Prologue

Snow creaks beneath me as I move. My approach is unhurried, but the beast makes no attempt to escape. His breathing is ragged, and dark blood has stained the snow beneath his jaws. Little puffs of white rise at every huffing gasp he expels. I halt beside the massive, glittering eye.

"Now," I say, and my breath fogs as if I too can breathe fire. "Tell me of the Horned Man."

The beast's huffing grows more intense. It takes me a moment to realize he is laughing at me. I clench my sword so hard that the blade trembles, scattering droplets of blood. "Tell me, beast."

"Fool," he says. His voice is like tamed thunder. "He will kill you."

"Maybe," I say. "But not in time for you."

He laughs again. "I have lived a great many years, fahliil. Perhaps it is time I tried something new."

I hiss. The woman knew nothing. The old men knew nothing. Now this great lizard will slip away into death without a word, smugly secure in his dotage. Every path a dead end.

"Besides," he continues, "what could I say? He has the soul of a dovah. He is a wild thing. Who can predict where he will alight? He will go where the wind calls him. He will fight and love, conquer and fail and rise again. That is what it is to be dovahkiin."

"That is what it is to be alive." My voice cracks like a whip, echoing across the stillness of the peak.

There is a twitch in the great maw, and I have the impression that the beast is smiling. "Perhaps. So live. You are young enough. And you will not catch him."

"I'll catch him." My flare of anger has left me as suddenly as it arrived, and I look away into the night. Snow settles in my hair. It is a delicate sensation. I have not noticed it before. But I have little experience with snow.

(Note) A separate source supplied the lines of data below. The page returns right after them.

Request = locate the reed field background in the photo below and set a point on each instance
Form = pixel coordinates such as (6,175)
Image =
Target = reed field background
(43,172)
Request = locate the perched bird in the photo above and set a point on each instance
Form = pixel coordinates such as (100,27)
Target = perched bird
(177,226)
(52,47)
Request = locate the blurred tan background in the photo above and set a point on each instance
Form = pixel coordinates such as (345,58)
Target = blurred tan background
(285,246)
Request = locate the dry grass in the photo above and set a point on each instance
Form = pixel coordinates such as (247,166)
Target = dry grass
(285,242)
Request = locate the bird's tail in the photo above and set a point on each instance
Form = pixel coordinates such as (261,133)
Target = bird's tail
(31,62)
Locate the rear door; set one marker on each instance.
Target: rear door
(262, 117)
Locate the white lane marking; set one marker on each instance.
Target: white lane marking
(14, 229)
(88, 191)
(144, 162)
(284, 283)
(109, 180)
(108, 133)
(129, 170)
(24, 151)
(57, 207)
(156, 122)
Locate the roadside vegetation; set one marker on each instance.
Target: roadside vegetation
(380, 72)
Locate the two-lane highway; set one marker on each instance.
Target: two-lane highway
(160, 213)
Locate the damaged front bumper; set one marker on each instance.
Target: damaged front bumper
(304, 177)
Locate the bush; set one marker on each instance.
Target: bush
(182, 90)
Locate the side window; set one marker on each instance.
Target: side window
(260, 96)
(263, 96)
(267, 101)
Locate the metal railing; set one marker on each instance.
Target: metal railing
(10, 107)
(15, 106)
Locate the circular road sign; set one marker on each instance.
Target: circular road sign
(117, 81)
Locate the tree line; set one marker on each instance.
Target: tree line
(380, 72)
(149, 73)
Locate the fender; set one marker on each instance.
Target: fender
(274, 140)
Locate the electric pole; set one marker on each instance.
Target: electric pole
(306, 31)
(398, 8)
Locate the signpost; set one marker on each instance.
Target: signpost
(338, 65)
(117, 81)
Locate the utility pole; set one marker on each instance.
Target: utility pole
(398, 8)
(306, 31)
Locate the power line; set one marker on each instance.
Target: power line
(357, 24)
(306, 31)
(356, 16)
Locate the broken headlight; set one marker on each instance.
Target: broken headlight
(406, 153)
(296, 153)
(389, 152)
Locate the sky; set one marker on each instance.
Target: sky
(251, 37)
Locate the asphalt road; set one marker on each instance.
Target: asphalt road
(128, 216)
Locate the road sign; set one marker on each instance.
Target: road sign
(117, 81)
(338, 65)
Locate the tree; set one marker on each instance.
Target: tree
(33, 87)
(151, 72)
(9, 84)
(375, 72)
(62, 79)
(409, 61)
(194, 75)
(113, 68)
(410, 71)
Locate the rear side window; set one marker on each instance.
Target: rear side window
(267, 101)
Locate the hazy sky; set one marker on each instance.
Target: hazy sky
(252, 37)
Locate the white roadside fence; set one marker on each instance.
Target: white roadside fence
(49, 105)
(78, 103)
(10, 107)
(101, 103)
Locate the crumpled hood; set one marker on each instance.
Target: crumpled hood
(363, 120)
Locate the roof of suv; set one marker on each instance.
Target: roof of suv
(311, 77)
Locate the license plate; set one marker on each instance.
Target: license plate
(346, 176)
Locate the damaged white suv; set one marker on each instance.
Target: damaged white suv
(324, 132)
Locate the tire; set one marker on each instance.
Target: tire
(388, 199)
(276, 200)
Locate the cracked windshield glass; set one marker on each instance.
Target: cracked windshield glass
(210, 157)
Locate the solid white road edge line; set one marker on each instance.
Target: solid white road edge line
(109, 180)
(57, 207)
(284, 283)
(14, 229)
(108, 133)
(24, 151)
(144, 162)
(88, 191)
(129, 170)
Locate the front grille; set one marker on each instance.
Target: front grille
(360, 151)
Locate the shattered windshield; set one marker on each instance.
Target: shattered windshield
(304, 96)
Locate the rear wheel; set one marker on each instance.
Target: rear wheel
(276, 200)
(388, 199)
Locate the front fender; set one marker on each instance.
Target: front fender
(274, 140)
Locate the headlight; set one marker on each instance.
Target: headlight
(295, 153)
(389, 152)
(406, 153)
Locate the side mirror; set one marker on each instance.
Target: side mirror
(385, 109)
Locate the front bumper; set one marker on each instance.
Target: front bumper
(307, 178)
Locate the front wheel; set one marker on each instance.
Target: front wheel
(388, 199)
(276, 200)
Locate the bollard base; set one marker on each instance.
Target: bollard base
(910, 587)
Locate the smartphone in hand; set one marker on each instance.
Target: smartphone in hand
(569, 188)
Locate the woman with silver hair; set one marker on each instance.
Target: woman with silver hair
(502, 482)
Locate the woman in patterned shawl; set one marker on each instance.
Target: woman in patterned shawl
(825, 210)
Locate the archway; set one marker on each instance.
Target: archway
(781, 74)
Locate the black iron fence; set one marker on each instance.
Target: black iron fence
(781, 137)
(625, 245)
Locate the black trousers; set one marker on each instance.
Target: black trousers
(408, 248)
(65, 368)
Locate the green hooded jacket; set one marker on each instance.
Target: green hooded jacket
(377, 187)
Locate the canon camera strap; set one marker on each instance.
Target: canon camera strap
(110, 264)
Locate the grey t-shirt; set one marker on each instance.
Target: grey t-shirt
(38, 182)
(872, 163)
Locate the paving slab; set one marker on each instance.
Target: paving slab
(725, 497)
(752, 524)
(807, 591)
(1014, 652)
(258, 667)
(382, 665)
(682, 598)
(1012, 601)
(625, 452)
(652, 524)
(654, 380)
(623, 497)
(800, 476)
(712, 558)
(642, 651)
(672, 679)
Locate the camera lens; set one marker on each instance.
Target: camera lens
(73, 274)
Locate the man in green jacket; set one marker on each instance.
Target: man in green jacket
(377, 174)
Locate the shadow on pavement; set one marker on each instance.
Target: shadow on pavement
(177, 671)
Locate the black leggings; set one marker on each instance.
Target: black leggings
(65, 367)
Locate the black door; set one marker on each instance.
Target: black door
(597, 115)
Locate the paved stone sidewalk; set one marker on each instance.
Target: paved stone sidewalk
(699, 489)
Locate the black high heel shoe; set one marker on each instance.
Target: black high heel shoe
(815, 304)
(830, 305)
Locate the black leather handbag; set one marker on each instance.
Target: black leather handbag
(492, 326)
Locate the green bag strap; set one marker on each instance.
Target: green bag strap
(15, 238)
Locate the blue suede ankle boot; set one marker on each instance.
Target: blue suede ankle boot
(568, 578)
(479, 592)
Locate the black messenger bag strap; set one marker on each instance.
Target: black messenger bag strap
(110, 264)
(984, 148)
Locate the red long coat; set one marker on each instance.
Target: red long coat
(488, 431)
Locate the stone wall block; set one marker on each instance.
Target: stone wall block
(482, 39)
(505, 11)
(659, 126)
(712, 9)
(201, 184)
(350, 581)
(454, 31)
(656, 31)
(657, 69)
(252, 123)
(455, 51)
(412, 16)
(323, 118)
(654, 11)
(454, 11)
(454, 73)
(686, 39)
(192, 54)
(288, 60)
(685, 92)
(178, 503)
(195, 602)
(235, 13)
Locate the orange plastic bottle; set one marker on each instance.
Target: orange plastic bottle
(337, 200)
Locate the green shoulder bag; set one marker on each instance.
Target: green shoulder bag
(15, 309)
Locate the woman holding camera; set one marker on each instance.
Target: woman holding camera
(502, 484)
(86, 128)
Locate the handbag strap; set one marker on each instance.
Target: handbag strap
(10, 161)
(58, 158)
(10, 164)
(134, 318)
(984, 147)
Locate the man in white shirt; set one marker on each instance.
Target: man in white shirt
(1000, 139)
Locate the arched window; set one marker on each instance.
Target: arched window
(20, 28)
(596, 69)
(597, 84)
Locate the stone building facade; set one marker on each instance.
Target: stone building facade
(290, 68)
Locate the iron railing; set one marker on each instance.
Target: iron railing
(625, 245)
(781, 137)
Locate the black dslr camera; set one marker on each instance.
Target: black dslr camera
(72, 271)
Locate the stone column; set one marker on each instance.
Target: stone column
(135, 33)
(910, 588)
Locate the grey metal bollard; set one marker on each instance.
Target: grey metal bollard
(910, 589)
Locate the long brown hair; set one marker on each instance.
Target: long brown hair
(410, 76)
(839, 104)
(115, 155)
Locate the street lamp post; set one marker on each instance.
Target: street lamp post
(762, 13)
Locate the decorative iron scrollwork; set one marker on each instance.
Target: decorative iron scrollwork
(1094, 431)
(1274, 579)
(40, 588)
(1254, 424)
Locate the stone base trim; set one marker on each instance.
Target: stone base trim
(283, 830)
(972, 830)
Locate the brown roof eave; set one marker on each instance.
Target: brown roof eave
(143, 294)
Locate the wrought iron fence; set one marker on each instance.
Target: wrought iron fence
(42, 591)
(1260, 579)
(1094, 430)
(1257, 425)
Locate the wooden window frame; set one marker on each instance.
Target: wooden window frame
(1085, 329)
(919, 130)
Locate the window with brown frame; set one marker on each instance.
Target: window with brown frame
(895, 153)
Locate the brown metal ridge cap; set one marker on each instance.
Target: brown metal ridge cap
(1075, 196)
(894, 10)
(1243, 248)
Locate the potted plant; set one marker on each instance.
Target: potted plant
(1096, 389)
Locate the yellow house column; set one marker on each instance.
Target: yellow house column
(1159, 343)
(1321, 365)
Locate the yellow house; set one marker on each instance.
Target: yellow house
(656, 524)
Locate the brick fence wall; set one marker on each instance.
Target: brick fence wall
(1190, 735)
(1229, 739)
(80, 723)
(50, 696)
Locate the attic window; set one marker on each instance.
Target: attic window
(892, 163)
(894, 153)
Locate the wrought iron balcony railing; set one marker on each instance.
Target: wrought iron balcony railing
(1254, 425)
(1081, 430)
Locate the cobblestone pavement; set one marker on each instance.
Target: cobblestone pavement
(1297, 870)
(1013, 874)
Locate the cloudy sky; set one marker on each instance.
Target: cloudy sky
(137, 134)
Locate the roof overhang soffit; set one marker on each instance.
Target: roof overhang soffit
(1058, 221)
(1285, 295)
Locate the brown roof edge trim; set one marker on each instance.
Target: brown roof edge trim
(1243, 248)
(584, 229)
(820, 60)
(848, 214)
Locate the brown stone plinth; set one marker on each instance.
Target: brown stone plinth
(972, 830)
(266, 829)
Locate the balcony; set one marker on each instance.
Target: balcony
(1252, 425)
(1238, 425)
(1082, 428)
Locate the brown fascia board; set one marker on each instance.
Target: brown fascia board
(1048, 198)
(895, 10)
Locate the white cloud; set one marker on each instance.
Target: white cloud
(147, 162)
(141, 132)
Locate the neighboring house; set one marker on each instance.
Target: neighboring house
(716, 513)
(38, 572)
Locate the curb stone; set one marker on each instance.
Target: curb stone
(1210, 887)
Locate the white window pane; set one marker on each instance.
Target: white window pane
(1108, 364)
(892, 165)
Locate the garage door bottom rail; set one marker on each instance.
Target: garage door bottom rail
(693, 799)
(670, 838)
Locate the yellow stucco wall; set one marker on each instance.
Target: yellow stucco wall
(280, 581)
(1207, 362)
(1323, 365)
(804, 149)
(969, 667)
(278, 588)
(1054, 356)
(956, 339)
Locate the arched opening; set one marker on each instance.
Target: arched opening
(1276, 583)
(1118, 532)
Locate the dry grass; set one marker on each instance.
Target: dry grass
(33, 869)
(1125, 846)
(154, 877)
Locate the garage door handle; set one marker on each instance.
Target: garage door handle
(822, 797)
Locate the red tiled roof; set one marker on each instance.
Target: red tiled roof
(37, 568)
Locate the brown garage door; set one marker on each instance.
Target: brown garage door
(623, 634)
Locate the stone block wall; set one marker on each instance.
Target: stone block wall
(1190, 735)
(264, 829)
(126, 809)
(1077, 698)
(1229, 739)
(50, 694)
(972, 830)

"I wonder," the beast murmurs, as if to himself. "Why did you come here? You could not have thought to find him. Not once you had interrogated my students. And you must know by now that any information I could give you would be much behind the times."

I am silent.

"Ahhh," he breathes. "Perhaps you thought you would draw him out? You think he will weep for his dear teacher, vow revenge? That he will rush to find you even as you hasten to meet him?" He laughs. "You will be disappointed, child. There is too much of the dov in him. No one remains to shed a tear for old Paarthurnax. You saw to that."

The great scaly head shifts. I subtly alter my stance, but the beast only slumps into a new position and sighs through something thick in his throat. His breathing seems raspier than it was as he resumes speaking. "No. You will not catch him. Not unless he wishes it. And if he has not turned to meet you by now, then he is playing some other game and you are only a toy in his hand. When he tires of you, he will throw you away. If you are lucky, your gods will catch you in the afterlife."

"I have no gods," I tell him. "Except myself."

He begins to laugh again, but then his great eye narrows on me. "Yesss. I see. Such a little scrap of divinity. Tovok. Remarkable. Where were they hiding you, all these years? But it is inconsequential, in the end. If he does not kill you, you will kill yourself. That power is too much for you."

I place a foot upon his flank, pressing into the wound. A sinuous ripple runs through his body as he flinches. "You spoke to him," I say. "Where was he going?"

"He had business with thieves. He joked of it. That is all I know."

My heart quickens. There are thieves all across this squalid land. It need not mean Riften. But it is a direction, and a hope. I will take it. I turn away, starting back through the snow.

"Will you not grant me mercy?" the beast calls after me.

I look back. Snow is already accumulating on the dark huddle of his body. Soon he will be obscured. For all that, the snow is not urgent. No wind drives it. It trickles gently from heaven, each flake settling in funereal stillness. It's like watching the deaths of stars.

"Krosis," the beast murmurs. Sorrow.

I turn and walk away into the night.